Y estas palabras que yo te mando hoy, estarán sobre tu corazón; y las repetirás a tus hijos, y hablarás de ellas estando en tu casa, y andando por el camino, y al acostarte, y cuando te levantes. Deuteronomio 6:6,7.

“Nuestro Padre celestial, al dar su Palabra, no olvidó a los niños. ¿Puede hallarse entre los escritos de los hombres algo que tenga tanta influencia sobre el corazón, algo tan adecuado para despertar el interés de los pequeñuelos, como los relatos de la Biblia?

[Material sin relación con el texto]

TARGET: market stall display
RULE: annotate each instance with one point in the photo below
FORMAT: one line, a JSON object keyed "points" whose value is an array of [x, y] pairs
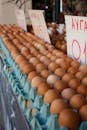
{"points": [[41, 75]]}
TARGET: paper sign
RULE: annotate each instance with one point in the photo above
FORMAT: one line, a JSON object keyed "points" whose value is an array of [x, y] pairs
{"points": [[21, 19], [39, 25], [76, 31]]}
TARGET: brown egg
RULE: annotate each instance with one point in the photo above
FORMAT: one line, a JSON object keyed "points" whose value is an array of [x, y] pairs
{"points": [[40, 67], [23, 63], [52, 66], [32, 74], [72, 70], [24, 48], [47, 62], [67, 77], [64, 65], [59, 85], [83, 68], [53, 58], [77, 101], [49, 55], [84, 81], [32, 60], [36, 81], [60, 72], [75, 64], [68, 93], [29, 56], [69, 119], [28, 104], [79, 75], [25, 53], [52, 79], [57, 106], [59, 61], [43, 88], [43, 58], [83, 113], [68, 59], [19, 58], [27, 69], [82, 89], [74, 83], [50, 96], [45, 73]]}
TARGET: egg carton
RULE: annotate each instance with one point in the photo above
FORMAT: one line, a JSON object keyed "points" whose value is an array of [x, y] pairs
{"points": [[40, 121]]}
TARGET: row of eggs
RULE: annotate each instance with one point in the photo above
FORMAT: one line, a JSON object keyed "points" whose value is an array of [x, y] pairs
{"points": [[59, 79]]}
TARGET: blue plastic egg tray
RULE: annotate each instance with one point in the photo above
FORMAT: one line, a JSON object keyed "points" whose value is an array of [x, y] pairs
{"points": [[41, 118]]}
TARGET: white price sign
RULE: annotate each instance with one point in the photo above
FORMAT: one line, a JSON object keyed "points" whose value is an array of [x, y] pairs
{"points": [[76, 31], [21, 19], [39, 25]]}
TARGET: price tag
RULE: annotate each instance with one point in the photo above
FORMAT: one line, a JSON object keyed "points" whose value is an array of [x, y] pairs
{"points": [[21, 19], [76, 31], [39, 25]]}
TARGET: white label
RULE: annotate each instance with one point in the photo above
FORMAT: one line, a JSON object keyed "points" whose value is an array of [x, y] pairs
{"points": [[39, 25], [76, 31], [21, 19]]}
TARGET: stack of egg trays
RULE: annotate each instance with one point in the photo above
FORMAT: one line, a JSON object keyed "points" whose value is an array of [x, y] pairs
{"points": [[41, 119]]}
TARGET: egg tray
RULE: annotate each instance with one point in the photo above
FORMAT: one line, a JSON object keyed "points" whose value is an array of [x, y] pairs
{"points": [[24, 91], [39, 118]]}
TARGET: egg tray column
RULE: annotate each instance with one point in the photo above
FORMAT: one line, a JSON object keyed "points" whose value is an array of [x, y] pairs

“Mediante esas sencillas historias se pueden explicar los principios de la ley de Dios.”—La Educación, 180.
“Muchos son los beneficios que derivan del alimentarse de su Palabra…. Las flaquezas de la infancia—inquietud, caprichos, egoísmo, palabras apresuradas, actos apasionados,—desaparecen y en su lugar, se desarrollan las gracias de la virilidad y la femineidad cristianas.”—Consejos para los Maestros Padres y Alumnos acerca de la Educación Cristiana, 160.
“Necesitamos reconocer al Espíritu Santo como nuestro iluminador. Este Espíritu se deleita en dirigirse a los niños, y en descubrirles los tesoros y las bellezas de la Palabra. Las promesas hechas por el gran Maestro cautivarán los sentidos y animarán al alma del niño con un poder espiritual divino. Crecerá en la mente receptiva una familiaridad con las cosas divinas, que será una barricada contra las tentaciones del enemigo.”—Ibid. 132.
“Padres, apartad un poco de tiempo cada día para estudiar la lección de la escuela sabática con vuestros hijos…. Los padres, tanto como los hijos, recibirán beneficio de este estudio.”—Consejos sobre la Obra de la Escuela Sabática, 45.